If you were to ask me the importance of spices in my everyday life, I'd probably give you an answer of usefulness between bottle caps and lollipops. Although they're pretty important in cooking, I'm not one to cook. I can't even use the microwave without burning myself. But as of late, there has been a spice, a spice so peculiar yet so treasured, that has caught my interest. Deriving overseas from Crete, it is the ridiculously expensive gold-strung flower, bearing highly sought-after velvet threads. It is the Crocus Sativus; Saffron.
Saffron is a small, purple flower that bears distinct red stigmas and bright yellow stamens. Although pretty, it is cool for more than just its appearance. For one, the threads of saffron, which are the highly sought-after stigmas, are incredibly intriguing as although they appear red, once you put them in any food it dyes the whole dish in a yellow hue ten times brighter than my future. But this cool property of the plant does not come dime a dozen.

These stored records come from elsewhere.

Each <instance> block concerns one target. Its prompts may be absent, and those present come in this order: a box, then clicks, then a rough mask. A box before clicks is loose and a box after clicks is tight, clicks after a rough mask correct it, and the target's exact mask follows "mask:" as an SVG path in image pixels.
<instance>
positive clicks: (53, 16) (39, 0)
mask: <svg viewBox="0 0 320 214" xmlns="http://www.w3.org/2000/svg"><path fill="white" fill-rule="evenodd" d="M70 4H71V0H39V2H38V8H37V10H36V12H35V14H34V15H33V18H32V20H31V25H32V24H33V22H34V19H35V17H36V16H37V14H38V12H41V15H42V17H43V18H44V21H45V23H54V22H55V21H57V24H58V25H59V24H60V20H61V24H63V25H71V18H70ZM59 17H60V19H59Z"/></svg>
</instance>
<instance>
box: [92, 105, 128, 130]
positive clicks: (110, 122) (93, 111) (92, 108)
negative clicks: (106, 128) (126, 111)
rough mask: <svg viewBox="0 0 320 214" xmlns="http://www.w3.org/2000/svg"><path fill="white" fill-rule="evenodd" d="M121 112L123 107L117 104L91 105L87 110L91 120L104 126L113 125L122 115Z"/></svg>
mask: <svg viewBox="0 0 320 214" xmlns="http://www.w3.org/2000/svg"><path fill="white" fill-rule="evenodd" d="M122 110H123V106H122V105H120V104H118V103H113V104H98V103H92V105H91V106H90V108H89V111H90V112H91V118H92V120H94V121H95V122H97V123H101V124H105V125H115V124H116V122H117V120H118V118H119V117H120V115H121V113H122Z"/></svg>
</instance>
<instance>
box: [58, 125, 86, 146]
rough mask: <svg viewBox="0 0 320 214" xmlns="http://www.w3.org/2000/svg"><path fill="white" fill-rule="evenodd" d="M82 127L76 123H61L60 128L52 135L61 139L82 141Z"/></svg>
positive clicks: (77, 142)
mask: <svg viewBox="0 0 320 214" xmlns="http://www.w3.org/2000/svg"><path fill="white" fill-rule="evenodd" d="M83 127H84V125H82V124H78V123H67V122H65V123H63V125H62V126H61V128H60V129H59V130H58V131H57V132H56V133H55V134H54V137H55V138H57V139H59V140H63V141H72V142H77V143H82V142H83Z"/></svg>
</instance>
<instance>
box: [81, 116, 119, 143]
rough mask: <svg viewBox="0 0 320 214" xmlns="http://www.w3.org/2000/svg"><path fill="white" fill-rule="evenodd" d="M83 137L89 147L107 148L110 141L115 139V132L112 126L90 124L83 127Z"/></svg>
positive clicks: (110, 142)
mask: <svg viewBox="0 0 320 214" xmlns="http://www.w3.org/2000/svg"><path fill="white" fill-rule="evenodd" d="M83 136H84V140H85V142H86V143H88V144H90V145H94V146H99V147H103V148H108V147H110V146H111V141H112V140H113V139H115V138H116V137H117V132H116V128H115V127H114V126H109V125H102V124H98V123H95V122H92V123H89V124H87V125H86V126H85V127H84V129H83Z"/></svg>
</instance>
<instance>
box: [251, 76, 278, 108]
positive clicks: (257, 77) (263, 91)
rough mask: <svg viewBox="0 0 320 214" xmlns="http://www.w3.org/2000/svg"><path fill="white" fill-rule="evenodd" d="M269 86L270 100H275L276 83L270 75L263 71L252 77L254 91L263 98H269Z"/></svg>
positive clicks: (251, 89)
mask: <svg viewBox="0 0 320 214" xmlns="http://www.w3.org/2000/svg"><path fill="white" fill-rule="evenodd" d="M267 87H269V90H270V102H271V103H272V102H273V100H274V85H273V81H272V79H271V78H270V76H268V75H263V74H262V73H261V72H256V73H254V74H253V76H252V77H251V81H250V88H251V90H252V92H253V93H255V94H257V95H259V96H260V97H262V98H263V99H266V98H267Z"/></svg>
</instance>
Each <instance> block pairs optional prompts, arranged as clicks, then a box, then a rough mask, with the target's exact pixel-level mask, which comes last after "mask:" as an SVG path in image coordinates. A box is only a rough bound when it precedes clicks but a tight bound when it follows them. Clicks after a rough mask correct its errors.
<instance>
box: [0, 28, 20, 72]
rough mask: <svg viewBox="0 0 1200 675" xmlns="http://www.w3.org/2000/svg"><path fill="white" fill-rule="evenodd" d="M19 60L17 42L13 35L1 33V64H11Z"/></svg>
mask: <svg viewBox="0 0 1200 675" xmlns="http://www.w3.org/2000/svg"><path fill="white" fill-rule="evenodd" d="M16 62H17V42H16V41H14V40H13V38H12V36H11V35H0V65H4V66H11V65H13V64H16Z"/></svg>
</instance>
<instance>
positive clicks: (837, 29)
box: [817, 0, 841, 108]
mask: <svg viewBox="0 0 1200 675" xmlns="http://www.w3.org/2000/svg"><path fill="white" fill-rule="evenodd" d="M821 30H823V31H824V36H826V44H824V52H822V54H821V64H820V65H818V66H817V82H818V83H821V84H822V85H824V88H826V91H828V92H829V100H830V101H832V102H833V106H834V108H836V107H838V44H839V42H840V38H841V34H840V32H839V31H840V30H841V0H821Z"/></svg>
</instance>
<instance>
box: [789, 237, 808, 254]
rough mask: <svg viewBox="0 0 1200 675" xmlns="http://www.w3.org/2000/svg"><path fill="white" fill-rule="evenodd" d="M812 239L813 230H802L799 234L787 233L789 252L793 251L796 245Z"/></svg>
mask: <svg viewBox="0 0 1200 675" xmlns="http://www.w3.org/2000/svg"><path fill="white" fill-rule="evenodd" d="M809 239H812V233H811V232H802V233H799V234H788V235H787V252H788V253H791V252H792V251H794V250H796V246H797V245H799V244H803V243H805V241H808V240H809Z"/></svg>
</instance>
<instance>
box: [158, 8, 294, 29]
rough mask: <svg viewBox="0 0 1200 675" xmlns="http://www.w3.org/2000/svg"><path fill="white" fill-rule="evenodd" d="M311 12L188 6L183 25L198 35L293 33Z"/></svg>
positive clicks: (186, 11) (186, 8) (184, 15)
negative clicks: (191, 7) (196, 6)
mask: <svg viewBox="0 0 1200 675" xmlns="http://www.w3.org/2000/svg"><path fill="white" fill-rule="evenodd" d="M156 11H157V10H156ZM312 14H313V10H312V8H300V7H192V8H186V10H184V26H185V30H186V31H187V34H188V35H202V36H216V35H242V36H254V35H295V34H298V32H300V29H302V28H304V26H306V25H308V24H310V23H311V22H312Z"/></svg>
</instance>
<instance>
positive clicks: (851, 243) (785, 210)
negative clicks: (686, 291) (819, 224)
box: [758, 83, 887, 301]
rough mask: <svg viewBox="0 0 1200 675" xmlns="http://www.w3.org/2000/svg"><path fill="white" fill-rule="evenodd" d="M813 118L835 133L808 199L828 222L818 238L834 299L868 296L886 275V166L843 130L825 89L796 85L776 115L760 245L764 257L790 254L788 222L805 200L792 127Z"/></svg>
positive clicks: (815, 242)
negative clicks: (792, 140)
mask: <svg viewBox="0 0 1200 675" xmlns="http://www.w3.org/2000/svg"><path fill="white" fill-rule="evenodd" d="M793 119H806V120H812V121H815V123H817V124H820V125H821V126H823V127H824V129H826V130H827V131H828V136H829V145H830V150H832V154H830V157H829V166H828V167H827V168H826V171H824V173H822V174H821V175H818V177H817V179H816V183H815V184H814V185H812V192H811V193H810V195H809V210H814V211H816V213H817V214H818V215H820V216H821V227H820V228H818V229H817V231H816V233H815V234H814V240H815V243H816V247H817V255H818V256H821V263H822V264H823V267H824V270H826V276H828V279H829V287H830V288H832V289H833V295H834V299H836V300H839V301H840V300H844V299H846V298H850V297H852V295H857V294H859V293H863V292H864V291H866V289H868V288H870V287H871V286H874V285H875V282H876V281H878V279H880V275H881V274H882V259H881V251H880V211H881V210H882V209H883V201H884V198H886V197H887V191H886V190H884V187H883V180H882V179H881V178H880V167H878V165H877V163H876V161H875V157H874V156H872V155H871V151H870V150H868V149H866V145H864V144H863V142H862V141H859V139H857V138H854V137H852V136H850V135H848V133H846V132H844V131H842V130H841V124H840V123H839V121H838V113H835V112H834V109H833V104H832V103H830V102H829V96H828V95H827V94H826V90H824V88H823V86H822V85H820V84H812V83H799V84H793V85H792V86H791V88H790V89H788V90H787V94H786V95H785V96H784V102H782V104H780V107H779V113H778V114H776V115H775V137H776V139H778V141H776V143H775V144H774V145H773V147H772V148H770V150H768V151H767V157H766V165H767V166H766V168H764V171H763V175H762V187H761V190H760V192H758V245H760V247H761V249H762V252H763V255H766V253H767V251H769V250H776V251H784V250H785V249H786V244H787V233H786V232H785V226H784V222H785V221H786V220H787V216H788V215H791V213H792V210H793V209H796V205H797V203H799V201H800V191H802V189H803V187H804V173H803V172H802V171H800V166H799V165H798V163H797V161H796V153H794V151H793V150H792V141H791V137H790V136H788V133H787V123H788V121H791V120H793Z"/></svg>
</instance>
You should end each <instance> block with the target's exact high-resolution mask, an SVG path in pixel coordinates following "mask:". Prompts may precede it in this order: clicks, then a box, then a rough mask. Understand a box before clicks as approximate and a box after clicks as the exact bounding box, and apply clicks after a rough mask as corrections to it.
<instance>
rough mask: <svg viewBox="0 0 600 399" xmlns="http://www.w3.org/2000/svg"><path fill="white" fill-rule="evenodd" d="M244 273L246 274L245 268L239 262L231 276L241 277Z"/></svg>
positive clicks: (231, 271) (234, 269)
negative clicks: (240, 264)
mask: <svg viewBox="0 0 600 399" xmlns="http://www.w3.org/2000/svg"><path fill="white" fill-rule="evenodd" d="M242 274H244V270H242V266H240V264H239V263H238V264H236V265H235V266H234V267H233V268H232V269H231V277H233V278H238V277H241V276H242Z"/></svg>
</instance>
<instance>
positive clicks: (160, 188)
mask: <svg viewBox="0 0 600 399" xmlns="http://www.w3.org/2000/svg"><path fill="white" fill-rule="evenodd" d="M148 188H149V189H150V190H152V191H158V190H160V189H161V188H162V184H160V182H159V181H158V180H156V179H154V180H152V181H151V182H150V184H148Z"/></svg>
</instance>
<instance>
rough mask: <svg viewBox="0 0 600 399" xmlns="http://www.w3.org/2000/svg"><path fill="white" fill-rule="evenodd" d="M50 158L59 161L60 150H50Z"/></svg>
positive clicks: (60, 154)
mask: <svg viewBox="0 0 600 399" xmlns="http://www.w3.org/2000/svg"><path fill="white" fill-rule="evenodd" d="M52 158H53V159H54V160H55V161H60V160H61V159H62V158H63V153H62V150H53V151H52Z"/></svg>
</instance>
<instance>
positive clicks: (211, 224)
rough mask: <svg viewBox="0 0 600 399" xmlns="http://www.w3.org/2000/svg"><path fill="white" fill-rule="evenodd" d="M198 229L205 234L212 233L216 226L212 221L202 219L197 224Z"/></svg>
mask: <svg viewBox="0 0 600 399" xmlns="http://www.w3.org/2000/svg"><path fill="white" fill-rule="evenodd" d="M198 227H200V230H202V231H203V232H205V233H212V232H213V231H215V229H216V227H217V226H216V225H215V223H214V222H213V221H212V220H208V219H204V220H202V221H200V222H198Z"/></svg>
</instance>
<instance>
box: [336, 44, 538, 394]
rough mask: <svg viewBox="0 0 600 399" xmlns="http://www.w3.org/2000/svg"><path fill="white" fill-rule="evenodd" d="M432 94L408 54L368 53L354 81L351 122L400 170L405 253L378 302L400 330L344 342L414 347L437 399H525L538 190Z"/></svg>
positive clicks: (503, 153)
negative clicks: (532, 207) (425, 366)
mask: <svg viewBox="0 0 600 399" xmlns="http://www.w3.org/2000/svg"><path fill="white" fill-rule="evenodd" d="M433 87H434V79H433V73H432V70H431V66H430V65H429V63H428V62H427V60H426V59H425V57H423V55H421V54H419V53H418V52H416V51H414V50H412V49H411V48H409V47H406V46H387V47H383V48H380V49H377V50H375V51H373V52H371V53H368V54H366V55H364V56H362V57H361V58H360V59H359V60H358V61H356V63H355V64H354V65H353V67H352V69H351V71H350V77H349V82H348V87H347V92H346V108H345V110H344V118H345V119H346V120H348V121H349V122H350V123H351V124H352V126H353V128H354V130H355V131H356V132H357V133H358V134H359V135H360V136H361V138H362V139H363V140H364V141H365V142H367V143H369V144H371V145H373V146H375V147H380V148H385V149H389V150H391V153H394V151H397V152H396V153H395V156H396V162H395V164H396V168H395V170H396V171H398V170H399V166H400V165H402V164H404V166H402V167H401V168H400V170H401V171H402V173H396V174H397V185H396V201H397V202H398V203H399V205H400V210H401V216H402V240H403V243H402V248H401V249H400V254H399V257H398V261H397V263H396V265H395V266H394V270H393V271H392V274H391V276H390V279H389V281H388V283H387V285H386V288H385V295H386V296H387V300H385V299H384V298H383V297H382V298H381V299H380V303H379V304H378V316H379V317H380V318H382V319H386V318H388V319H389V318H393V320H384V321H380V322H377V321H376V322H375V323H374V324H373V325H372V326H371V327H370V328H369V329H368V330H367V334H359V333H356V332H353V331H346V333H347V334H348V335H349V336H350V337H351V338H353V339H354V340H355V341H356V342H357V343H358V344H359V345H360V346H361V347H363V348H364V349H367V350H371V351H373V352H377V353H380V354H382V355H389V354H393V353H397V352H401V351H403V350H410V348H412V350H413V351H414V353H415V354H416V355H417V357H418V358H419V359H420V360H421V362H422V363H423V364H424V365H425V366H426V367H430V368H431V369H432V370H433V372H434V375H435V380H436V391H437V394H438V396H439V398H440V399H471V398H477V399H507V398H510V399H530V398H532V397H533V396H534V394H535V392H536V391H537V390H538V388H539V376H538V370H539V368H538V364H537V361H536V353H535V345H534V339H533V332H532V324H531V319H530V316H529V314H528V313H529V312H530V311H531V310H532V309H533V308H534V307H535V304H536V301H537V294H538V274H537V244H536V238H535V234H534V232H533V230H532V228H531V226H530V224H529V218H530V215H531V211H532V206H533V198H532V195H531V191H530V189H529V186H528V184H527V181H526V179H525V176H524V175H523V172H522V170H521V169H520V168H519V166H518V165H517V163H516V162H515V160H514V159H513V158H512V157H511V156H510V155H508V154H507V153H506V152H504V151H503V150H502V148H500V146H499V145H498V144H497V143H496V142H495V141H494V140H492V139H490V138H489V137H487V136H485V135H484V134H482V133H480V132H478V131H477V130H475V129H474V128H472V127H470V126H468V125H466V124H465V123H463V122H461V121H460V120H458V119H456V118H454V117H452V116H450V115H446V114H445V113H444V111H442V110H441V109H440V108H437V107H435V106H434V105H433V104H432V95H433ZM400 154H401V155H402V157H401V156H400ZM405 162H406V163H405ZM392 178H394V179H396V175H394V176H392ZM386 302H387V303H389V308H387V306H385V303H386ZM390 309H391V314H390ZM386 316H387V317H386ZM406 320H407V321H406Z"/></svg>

If you want to acquire the power to make every meal of yours bumblebee-yellow it'll set you back around $1500-$15000 CAD per kilogram. So probably not the best investment.
If you are considering using saffron as a spice, however, you may want to just chill and take it easy. Though saffron has a bunch of health benefits, if you consume more than 12 grams of those threads at once, chances are you will die. So please, don't do that.
If you are still not convinced that saffron is insanely epic then let me tell you a story. A story about how a simple spice caused a war during the 1300s. Basically, during 1346-1353 the Black Death decided to pay Europe and visit and killed a bunch of people. People began to panic, but then this one genius suddenly thought that saffron could be the secret cure to ending the Black Death (Spoiler alert, it was not). As a result, everybody started fighting each other and bashing heads over saffron, to the point where pirates patrolling the Mediterraneans started ignoring gold carriers and driven their focus to only Saffron boats. The era of the Black Death was truly the greatest high of Saffron.
By now you might be thinking to yourself, wondering why you just spent the last three minutes of your life reading about the powers of saffron. And so am I. I can almost feel the quality of my writing deteriorate like that of the value of bitcoin as I continue to write this blog. But saffron's a pretty plant so reading this was probably a better use of time than anything else you're going to do today.